Ilán Semo
La Jornada
La escena se repite ya incesantemente. Ahora ha sido Bruselas. Dos atentados vindicados por el Estado Islámico, uno en el hall del
aeropuerto y otro en una estación del metro, dejaron tras de sí 31
civiles muertos y más de 200 heridos. Los supuestos responsables: tres
individuos que aparecen en una imagen de las cámaras de vigilancia
cargando maletas en carritos con guantes en las manos (provistos con
detonadores, dice la policía). Dos de ellos murieron en la explosión y
el último logró escapar. Según la declaración oficial, los tres serían
de
origen musulmán, aunque los hermanos Brahim y Khalid Bakraoui nacieron en Bélgica, y el tercero, Najim Laachraoui, creció en Bruselas. ¿Musulmanes? ¿No sería más acertado informar, al menos, sobre el origen nacional de las familias, si se trataba de inmigrantes? ¿O por qué no simplemente: ciudadanos belgas? Porque el término musulmán encierra ya el fantasma que, para la mayor parte de la opinión pública belga y europea, explica en automático (sin explicar nada) los orígenes de la violencia. Toda postulación del otro como entidad racial parte de un eficaz e insoportable principio de universalización. En rigor, una escalada mediática y policiaca para asfixiar a la opinión pública con la impresión de que en cada miembro de la pequeña minoría musulmana que vive en Bélgica –aproximadamente 600 mil habitantes- habría un Bakraoui en potencia, un simpatizante o alguien que cubriera sus espaldas.
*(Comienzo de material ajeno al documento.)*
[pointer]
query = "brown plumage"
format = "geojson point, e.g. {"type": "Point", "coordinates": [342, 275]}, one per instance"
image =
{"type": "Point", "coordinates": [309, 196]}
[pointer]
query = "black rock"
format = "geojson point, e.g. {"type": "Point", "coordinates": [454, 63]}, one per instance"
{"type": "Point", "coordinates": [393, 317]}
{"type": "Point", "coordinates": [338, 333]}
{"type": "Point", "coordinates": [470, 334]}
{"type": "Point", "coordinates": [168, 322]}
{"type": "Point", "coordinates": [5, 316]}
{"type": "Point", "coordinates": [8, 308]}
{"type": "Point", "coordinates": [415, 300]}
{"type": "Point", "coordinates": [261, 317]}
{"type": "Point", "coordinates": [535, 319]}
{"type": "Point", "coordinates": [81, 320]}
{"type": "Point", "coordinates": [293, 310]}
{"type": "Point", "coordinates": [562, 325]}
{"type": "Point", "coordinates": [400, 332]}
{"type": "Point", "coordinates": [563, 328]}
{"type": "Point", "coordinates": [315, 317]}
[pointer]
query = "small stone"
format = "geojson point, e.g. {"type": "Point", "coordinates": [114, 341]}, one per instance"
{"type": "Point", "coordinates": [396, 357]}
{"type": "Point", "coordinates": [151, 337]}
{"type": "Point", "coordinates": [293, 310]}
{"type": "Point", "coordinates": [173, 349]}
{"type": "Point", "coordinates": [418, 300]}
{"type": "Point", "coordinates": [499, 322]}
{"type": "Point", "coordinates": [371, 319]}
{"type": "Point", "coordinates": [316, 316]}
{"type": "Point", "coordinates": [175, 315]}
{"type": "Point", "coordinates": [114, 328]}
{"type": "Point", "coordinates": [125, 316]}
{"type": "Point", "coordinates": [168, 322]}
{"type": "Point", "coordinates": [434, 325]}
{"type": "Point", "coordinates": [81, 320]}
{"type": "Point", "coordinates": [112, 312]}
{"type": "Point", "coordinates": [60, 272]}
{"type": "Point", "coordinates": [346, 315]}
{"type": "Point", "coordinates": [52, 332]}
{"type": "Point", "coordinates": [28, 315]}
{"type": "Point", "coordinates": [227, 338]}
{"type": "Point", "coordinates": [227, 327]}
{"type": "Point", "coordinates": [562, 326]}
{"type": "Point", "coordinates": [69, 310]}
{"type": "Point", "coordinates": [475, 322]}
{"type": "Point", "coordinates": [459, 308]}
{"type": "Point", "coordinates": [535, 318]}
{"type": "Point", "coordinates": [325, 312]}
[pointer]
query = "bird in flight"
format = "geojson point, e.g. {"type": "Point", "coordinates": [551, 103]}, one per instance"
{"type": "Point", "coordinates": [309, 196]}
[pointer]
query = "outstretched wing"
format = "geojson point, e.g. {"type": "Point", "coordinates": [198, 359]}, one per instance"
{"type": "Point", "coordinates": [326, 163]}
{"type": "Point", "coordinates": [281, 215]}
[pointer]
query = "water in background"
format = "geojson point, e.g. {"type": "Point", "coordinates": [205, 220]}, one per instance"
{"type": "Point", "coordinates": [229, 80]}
Sólo así, potenciando el miedo, se explica que la policía belga
decidiera acordonar, aislar y mantener bajo extrema vigilancia el barrio
de Moleenbeck, donde vive el grupo más belga de todos los musulmanes.
Un nuevo paso policiaco que evoca fechas oscuras. Una semana antes de la
Noche de los Cuchillos Largos en 1938 en Alemania, los barrios judíos
fueron acordonados por primera vez.
El día de ayer, la aviación militar belga se sumó a los bombardeos
contra el Estado Islámico en la frontera siria. Con esto ya son seis
ejércitos cuyas fuerzas aéreas están reduciendo a polvo la región:
Estados Unidos, Rusia, Turquía, Inglaterra, Francia y, ahora, Bélgica.
Con el apoyo –o, al menos, la indiferencia– de sus respectivas
poblaciones. Si hay algo que funciona en el secreto mecanismo de estos
atentados terroristas es, sin duda, la disponibilidad para ampliar la
guerra de sectores cada vez más amplios de la ciudadanía europea. Una
guerra que, a su vez, representa una de las causas centrales de la
oleada de apátridas y refugiados que, provenientes de Siria e Irak,
buscan abrirse camino hacia Europa.
Muy lejos del sueño democrático en el que se inspiró la unidad
europea a partir de 1991, es evidente que esa unidad busca hoy
afianzarse por la vía de la conformación de un régimen que privilegia la
cancelación de derechos y libertades constitucionales, la expansión de
los aparatos policiacos, la unificación de los sistemas de inteligencia y
la transformación de los Estados europeos en Estados de seguridad. Y si
alguien abona legitimidad a este giro europeo, son precisamente los
refugiados e inmigrantes del mundo musulmán convertidos en chivos
expiatorios de la constitución de estas nuevas maquinarias de vigilancia
y control. Control y vigilancia, en primera instancia, de la propia
población europea, que verá reducidos sus espacios de acción política y
su capacidad para oponerse a los nuevos dueños del Viejo Continente: las
maquinarias bancarias, la tecnocracia política y la criminalización de
la vida pública.
Nadie mejor que los europeos conoce la historia de las funciones que
ha ejercido el terrorismo a la hora de legitimar la formación de los
Estados modernos. Es una historia cuyo inicio se podría datar con
Robespierre en 1793, y después en el violento nacionalismo del siglo
XIX. Otro ejemplo, ya en el siglo XX, sería el terrorismo que fomentaron
las organizaciones sionistas en Palestina antes de la fundación de
Israel. La paradoja reside en que, al menos en las estructuras políticas
del mundo contemporáneo, el terrorismo funciona como un tipo de
violencia que crea el derecho a terminar con el terrorismo mismo, es
decir, que propicia el Estado de seguridad.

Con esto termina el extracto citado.